Le dirigeant de la société Rocket Lab redoute une crise mondiale de l'industrie aérospatiale. Il souligne que l'imbrication internationale du secteur va bien au-delà de la coopération ébranlée du russe Soyouz avec l'Agence spatiale européenne.
Dans un entretien accordé à l’AFP le patron néo-zélandais de l’entreprise à l’origine d’Electron, seul minilanceur aujourd’hui opérationnel dans le monde redoute que le conflit en Ukraine provoque une «pénurie de lanceurs» spatiaux.
Dans un secteur spatial très imbriqué, la coopération est traditionnellement de mise malgré les tensions géopolitiques, mais pour le patron de Rocket Lab, Peter Beck, la situation actuelle : « C’est du jamais-vu.»
En réaction aux sanctions européennes, la Russie a par exemple suspendu les lancements de sa fusée Soyouz au profit de ses clients occidentaux. Mais pour l’entrepreneur néo-zélandais qui veut faire voler en 2024 son Neutron, une fusée comparable au lanceur russe, le conflit actuel a un «un impact bien plus important que le simple lanceur Soyouz».
Selon lui, c’est tout un pan de l’industrie spatiale mondiale qui se retrouve hors-jeu : la fusée russe Proton, le lanceur américain Antares, dont «le premier étage est russe et les moteurs ukrainiens», la fusée italienne Vega (premier étage fourni par l’Ukraine, les fusées indiennes)… La fusée Falcon 9 est bien lancée à un rythme effréné mais SpaceX se concentre avant sur le déploiement de sa propre constellation Starlink.
«Que reste-t-il ? Il y a Ariane 5, mais elle est lancée deux fois par an, il y le H1 de Mitsubishi qui est lancé tous les deux ans, le Falcon 9 de SpaceX, l’Atlas de [l’américain] ULA – mais il utilise des moteurs russes bien qu’il pense avoir une solution – il y a Electron et c’est à peu près tout», détaille-t-il.

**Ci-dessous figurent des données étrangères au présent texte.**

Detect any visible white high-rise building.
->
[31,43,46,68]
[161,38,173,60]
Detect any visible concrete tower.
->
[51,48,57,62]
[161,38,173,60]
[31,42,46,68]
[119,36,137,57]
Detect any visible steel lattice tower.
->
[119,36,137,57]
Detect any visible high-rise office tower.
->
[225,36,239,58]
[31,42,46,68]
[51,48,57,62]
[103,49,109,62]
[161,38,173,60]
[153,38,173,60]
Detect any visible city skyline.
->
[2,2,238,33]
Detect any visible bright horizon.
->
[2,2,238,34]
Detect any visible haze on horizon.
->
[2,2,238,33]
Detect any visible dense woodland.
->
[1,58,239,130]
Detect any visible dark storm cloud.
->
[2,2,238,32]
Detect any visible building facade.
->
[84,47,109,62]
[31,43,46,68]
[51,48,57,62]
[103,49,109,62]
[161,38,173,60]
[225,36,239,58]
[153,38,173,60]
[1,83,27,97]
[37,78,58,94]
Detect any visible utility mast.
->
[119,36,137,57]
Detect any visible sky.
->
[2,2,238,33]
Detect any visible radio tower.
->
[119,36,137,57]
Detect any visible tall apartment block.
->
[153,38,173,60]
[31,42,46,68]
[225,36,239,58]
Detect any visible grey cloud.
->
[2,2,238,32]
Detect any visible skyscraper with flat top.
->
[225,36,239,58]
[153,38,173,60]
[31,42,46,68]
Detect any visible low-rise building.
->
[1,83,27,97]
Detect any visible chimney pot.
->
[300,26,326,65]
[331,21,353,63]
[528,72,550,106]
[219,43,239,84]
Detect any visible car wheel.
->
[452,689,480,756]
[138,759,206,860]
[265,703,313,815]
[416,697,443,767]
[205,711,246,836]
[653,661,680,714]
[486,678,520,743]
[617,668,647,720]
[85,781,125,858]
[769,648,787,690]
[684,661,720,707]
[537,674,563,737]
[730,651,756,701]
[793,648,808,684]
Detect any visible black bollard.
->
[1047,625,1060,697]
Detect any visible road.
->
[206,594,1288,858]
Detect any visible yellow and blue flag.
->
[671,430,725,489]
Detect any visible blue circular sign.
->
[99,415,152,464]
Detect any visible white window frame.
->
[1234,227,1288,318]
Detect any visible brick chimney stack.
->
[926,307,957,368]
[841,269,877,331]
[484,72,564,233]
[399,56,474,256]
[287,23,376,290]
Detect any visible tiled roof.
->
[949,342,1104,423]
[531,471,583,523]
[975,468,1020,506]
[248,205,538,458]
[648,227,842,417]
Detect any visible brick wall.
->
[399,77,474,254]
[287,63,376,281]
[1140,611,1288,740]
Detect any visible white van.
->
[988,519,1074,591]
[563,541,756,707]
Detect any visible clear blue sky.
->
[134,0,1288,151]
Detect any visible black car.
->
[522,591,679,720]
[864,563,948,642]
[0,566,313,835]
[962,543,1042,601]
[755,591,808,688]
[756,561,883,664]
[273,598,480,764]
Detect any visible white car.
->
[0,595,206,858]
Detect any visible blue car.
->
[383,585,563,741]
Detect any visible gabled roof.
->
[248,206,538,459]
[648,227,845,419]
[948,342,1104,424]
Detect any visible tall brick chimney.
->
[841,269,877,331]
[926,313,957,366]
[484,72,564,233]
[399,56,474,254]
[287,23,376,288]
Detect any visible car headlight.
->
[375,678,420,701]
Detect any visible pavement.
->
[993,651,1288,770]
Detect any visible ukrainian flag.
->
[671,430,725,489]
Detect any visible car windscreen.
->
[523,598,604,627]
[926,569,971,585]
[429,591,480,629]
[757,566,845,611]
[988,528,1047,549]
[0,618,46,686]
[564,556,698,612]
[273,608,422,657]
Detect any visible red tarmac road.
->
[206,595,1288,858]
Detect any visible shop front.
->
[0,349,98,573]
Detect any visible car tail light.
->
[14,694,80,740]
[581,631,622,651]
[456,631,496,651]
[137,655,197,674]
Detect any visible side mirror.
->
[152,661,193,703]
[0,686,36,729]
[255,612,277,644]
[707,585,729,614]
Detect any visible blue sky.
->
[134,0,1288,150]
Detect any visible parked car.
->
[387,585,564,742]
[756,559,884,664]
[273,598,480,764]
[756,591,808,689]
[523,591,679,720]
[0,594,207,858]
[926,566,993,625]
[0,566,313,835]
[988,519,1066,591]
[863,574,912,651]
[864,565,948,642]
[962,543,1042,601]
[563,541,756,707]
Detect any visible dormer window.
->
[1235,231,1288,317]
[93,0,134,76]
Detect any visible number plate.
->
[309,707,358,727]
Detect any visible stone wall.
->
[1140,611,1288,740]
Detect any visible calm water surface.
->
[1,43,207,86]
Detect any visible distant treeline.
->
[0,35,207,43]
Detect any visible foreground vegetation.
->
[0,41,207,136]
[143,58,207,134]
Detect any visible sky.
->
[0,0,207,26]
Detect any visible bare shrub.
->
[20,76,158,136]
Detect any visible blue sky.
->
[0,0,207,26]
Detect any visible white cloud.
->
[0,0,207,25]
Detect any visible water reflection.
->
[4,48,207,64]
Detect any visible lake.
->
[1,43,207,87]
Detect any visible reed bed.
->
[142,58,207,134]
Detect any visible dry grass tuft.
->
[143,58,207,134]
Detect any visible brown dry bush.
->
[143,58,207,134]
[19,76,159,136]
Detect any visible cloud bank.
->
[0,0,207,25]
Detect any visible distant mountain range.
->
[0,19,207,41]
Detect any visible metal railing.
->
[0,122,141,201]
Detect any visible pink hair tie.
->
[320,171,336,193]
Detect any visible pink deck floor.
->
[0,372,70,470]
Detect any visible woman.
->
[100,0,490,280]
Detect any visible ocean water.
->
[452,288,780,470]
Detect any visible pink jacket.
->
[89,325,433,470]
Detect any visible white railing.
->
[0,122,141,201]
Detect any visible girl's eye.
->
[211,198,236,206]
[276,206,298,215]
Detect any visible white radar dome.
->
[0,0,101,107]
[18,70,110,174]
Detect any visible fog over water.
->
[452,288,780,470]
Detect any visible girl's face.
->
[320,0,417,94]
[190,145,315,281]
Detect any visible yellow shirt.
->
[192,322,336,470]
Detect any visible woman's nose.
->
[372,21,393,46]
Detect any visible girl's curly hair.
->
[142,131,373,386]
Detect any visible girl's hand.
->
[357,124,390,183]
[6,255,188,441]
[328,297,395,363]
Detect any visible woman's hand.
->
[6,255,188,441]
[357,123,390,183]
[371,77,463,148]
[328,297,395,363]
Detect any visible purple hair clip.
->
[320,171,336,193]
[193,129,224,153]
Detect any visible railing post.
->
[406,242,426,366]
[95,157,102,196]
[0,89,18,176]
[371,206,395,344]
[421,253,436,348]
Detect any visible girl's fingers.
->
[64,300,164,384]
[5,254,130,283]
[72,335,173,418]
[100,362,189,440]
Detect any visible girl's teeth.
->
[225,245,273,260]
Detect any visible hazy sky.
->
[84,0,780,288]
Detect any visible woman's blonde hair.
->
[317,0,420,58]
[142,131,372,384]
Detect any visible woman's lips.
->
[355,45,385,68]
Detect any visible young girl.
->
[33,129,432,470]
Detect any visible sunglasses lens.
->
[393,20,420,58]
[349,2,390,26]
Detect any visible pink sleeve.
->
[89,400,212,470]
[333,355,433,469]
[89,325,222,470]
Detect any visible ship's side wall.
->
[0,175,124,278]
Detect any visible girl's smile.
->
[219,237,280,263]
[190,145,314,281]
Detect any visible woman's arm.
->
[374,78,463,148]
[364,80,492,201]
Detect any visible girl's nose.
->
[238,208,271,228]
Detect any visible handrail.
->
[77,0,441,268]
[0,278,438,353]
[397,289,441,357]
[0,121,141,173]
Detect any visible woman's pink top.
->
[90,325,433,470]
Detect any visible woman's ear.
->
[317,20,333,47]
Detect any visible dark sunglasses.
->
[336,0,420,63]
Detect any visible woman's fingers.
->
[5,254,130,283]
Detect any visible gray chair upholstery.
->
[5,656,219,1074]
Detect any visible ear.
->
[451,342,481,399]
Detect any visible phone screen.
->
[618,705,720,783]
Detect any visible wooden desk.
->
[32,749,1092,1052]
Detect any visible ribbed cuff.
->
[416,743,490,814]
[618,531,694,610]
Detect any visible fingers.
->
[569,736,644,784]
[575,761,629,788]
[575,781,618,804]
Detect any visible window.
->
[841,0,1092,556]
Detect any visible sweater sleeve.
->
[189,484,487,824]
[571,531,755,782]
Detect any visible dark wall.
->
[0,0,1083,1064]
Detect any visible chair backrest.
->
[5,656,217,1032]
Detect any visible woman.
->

La fusée Ariane 6 doit, elle, effectuer son premier vol à la fin de l’année et son programme est déjà rempli pour les 11 vols suivants. Or de nombreux projets de constellations de satellites, pour la plupart destinés à fournir de l’internet depuis l’espace, pointent leur nez et auront besoin d’être lancés dans les prochaines années.
Ces besoins étaient identifiés mais «maintenant que Soyouz, Proton et tous ces autres lanceurs sont hors-jeu, c’en est presque une crise des lanceurs en 2024-2025», considère Peter Beck.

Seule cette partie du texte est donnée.